Moh. Uzer Usman seperti dikutip Syaiful Bahri Djamarah, mengemukakan beberapa pola intraksi edukatif antara anak didik dengan guru, yaitu :[19]

1.      Pola guru-anak didik
2.      Pola guru-anak didik-guru
3.      Pola guru-anak didik-anak didik
4.      Pola guru- anak didik, anak didik-guru, anak-anak didik
5.      Pola melingkar
Di samping itu, Suparman seperti dikutip Irpan Abd Gafar dan Muhammad Jamil B mengemukakan bahwa di dalam setrategi pembelajaran termaktub empat komponen kunci, yaitu : a) urutan kegiatan pembelajaran, b) metode pembelajaran, c) media pembelajaran, dan d) waktu yang digunakan pembelajaran dalam belajar dan belajar dalm menyesuaikan setiap langkah kegiatan pembelajaran.[20] Dalam kaitannya dengan aktifitas pembelajaran, maka komponen kunci yang dimaksud disini adalah urutan atau tahapan-tahapan kegiatan pembelajaran, yaitu: yakni tahapan permulaan (fainstruksional) tahap pengajaran (intruksional), dan tahap penilaian dan tindak lanjut. Namun yang menjadi titik fokus pembahasan dalam hal ini adalah dua poin pertama.

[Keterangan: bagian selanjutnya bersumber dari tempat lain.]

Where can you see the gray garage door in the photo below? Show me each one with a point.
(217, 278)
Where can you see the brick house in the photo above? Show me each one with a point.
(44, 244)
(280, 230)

Menurut R. Ibrahim dan Nana Syaodih Sukmadinata, aktivitas pembelajaran tidak hanya berlangsung dalam kelas saja, akan tetap juga berlangsung di luar kelas. Dan bahkan di luar sekolah atau di rumah, di perpustakaan, di mushala, atau di mesjid.[21] Aktivitas pembelajaran di luar kelas/sekolah ini dapat saja berada langsung di bawah bimbingan guru atau tidak, tergantung pada kesiapan dan kesediaan guru di lembaga yang bersangkutan.
d.    Metode Pembelajaran
Secara etimologi, metode berarti cara kerja yang bersistem untuk memudahkan suatu pelaksanan suatu kegiatan guan mencapai tujuan yang di dapatkan.[22] Menurut Syaiful Bahri Djamarah, metode adalah suatu cara yang dipergunakan untuk mencapai tujuan yang  telah ditetapkan.[23]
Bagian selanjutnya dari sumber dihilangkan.